Calmodulin (CaM) is a calcium-binding protein that can directly inhibit cardiac ryanodine receptor calcium release channels (ryanodine receptor 2 [RyR2]) (1). CaM mutations can cause an autosomal-dominant form of catecholaminergic polymorphic ventricular tachycardia (CPVT), a syndrome characterized by exercise- and/or emotional stress-induced ventricular arrhythmia and sudden death (2). We previously reported that CPVT-linked mutant CaMs (N54I and N98S) had either no or a slight stimulating effect on the activity of sheep RyR2, whereas wild-type (wt)-CaM inhibited sheep RyR2 by approximately 40% and inhibited sarcoplasmic reticulum (SR) calcium release in permeabilized mouse cardiomyocytes (3). Although the mutant CaMs failed to inhibit mouse and sheep RyR2, they bound even more tightly to RyR2 than wild-type (wt)-CaM (3), providing an explanation for why CPVT mutant CaM could have a dominant effect on RyR2 in the presence of excess wt-CaM. To date, data are lacking on CaM regulation of human RyR2. To address this question, we investigated the action of wt and CPVT mutant CaMs on the single channel activity of RyR2 isolated from hearts of healthy human donors.

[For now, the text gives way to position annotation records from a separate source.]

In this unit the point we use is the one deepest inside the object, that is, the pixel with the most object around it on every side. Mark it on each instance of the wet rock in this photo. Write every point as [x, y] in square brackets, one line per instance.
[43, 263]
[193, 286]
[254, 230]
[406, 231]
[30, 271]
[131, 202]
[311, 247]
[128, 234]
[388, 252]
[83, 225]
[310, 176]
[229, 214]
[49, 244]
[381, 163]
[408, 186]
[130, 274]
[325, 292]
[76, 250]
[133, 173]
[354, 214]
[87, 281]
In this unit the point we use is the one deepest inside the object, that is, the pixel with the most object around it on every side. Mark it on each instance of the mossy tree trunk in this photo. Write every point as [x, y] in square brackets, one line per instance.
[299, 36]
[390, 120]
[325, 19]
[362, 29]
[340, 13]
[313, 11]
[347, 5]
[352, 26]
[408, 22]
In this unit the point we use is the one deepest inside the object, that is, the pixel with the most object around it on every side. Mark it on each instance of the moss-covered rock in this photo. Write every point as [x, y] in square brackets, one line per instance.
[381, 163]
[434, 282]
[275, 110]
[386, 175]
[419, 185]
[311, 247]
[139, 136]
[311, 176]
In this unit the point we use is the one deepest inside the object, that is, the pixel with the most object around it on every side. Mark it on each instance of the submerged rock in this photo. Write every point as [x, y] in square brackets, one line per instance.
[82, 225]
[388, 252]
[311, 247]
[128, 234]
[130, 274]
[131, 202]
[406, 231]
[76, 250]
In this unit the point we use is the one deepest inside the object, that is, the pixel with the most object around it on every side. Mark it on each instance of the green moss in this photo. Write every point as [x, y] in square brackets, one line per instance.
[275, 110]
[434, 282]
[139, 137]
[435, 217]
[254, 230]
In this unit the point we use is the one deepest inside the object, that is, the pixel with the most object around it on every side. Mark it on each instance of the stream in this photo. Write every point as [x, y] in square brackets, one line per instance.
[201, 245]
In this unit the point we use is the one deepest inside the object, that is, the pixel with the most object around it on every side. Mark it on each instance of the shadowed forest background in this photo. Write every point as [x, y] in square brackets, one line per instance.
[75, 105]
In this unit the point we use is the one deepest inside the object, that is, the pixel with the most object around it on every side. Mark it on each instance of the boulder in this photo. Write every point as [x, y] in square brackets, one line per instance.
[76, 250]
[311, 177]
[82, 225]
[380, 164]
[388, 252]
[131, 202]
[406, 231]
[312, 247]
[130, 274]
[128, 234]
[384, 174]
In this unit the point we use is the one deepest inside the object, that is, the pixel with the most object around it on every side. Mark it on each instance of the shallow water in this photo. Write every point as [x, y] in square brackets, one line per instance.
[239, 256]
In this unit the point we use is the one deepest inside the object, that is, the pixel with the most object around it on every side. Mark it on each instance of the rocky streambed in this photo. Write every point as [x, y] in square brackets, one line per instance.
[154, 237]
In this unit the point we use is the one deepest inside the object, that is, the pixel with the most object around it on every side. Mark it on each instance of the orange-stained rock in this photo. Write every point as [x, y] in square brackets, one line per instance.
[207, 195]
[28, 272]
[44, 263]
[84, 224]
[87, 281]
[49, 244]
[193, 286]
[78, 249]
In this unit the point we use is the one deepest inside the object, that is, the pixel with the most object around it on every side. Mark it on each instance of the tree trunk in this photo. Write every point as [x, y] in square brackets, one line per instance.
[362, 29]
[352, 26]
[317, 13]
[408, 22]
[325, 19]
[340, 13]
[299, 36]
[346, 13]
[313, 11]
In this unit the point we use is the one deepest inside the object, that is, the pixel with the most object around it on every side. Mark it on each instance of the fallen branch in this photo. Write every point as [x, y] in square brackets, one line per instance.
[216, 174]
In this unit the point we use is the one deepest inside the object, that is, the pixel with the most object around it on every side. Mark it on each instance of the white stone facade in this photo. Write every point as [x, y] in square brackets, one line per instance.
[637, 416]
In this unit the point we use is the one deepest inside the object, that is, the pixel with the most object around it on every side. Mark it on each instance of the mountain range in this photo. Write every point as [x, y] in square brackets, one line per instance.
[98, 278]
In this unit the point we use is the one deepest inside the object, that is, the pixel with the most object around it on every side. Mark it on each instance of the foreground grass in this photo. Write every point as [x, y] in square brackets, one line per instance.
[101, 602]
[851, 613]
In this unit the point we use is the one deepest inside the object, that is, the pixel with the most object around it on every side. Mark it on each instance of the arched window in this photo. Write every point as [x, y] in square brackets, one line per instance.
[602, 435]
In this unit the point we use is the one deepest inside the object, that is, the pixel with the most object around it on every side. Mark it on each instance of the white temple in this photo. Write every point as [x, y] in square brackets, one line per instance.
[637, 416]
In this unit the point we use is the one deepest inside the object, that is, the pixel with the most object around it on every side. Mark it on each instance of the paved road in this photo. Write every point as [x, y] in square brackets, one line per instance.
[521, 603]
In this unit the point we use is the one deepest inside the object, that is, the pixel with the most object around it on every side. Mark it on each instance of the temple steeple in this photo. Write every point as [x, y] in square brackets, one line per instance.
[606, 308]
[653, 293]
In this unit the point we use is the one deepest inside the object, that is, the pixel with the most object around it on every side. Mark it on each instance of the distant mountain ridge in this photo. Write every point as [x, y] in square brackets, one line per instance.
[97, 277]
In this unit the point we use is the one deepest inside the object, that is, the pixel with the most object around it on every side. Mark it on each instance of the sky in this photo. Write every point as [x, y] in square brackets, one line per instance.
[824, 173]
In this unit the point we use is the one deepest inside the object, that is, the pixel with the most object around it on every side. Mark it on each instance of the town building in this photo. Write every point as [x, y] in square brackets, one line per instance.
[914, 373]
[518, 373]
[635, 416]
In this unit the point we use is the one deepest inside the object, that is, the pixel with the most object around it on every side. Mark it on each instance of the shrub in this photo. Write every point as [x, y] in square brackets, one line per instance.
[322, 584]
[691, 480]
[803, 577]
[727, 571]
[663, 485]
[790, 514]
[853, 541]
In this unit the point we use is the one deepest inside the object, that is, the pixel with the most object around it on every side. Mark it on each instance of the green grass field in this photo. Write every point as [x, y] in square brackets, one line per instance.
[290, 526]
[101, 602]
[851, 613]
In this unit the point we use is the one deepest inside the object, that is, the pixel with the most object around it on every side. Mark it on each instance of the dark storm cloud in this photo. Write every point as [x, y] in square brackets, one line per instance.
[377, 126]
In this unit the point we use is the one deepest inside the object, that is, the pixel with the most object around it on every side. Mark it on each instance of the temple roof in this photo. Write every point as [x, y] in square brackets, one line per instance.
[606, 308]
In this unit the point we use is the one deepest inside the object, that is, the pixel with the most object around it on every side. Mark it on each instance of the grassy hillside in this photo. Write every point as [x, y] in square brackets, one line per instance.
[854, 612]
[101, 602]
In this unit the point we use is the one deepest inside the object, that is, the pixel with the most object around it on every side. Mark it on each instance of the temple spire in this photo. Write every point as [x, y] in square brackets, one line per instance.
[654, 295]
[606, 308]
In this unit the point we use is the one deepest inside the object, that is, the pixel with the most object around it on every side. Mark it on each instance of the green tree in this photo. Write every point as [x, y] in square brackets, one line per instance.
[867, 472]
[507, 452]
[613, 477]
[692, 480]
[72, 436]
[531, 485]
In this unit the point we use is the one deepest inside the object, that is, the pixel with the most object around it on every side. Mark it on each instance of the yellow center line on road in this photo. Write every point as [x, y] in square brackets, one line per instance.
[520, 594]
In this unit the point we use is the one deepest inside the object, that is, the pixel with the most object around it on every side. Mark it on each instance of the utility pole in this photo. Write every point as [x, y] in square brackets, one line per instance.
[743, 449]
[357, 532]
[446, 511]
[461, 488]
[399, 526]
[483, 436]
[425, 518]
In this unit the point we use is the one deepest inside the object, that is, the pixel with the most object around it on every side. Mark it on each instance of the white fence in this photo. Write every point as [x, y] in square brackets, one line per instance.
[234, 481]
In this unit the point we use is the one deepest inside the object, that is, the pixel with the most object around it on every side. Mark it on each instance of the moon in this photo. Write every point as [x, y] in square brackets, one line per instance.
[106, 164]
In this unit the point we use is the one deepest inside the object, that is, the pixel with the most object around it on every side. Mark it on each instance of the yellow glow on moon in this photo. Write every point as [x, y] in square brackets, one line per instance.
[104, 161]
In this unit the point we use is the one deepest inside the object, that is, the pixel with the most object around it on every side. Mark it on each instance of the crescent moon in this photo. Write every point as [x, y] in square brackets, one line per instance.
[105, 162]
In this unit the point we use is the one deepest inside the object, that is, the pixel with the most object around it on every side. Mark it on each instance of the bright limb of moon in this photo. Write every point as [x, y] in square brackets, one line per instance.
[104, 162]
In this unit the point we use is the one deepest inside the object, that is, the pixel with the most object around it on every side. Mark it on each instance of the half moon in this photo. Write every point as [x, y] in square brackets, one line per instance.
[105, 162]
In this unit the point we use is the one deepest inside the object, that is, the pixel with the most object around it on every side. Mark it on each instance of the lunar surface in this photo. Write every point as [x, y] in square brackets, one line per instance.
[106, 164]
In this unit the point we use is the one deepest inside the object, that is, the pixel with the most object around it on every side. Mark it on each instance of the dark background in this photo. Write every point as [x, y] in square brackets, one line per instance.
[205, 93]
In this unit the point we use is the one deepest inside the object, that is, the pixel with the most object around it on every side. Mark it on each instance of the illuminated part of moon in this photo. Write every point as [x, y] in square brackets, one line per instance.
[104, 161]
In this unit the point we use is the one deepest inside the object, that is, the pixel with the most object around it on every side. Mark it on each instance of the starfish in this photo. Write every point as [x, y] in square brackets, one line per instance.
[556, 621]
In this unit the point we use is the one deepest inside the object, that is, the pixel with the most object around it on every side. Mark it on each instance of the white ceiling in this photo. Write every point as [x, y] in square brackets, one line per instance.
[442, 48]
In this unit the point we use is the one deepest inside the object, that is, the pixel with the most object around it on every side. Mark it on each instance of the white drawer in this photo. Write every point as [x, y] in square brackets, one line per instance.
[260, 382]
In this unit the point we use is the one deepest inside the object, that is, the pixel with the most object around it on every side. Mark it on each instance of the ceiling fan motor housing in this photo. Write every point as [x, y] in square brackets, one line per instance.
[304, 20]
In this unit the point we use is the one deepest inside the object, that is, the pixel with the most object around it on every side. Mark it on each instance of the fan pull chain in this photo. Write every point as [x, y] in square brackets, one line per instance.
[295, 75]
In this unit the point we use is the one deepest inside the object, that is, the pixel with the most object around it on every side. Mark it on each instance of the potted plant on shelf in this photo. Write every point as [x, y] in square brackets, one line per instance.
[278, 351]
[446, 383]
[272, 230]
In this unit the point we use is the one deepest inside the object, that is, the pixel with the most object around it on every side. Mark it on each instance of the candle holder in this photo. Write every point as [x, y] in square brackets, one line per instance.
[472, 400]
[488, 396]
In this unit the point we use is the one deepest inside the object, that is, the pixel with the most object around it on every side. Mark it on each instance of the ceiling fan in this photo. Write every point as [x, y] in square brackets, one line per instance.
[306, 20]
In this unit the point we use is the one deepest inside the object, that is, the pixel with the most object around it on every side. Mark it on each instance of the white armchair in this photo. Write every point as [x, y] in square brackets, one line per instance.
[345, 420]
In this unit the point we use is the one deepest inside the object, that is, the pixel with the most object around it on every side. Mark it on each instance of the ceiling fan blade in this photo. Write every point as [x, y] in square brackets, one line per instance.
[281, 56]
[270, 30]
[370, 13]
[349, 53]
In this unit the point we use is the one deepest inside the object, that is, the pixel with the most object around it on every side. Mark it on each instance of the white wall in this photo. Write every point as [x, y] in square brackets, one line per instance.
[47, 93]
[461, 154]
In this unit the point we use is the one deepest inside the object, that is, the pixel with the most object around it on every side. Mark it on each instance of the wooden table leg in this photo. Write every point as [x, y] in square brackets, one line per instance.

Human left ventricular tissues were obtained from the Human Heart Tissue Repository at the University of Sydney with approval from the human research ethics committees of the University of Newcastle (approval number H-2009–0369) and the University of Sydney (#09–2009-12146). SR membranes containing RyR2 were isolated from these tissues and incorporated into artificial lipid bilayers (4). RyR2 channel gating was measured by single-channel recording (4) in the presence and absence of physiological CaM concentrations (o.i nmol/l). CaM was added and removed from the RyR2 complex by using continuous local perfusion via a tube placed close to the bilayer, enabling solution changes within 1 s. Because CaM readily dissociates from RyR2 in 25 s (1,3), channels that are incorporated into artificial lipid bilayers are devoid of CaM unless exogenous CaM is applied. The effect of CaM was measured by repeatedly applying CaM for 1 min interleaved by l-min periods of washout. Surprisingly, neither wt-CaM nor CPVT mutant CaMs (N54I and N98S) had any effect on the activity of human RyR2 (Figure 1A). The lack of inhibition of human RyR2 by wt-CaM was not anticipated because CaM is inhibitory in all animal models investigated so far (sheep, dog, and mouse [1,3]). This common lack of efficacy of wt and mutant CaMs on human RyR2 activity necessitates a re-examination of our hypothesis for the role of CaM regulation of RyR2 in CPVT.
FIGURE 1. The Effect of wt-CaM and CPVT CaM Mutants on Activity of Human RyR2.
RyR2 is in the presence of 100 nmol/l cytoplasmic Ca2+ and 2 mmol/l ATP and 0.1 mmoL/l Luminal [Ca2+] with membrane potential −4 0 mV. (A) Relative effect of wt-CaM on RyR2 open probability (P0) compared with that of N54I and N9BS (mean ± SEM with replicate numbers in each bar). P0, (−CaM) denotes mean absolute P0 before wt or mutant CaM application. **Significant difference to 1 (p < 0.01). (B) Western blots of RyR2 subjected to incubations in PP1 (15 min) or PKA (5 min) at 30°C probed with antibodies for PS2808 (left), stripped and reprobed with antibodies for RyR2 (right). Ca2+ = calcium ion; CaM = calmodulin; CPVT = catecholaminergic polymorphic ventricular tachycardia; PKA = protein kinase A; PP1 = protein phosphatase 1; RyR2 = ryanodine receptor 2; wt = wild-type.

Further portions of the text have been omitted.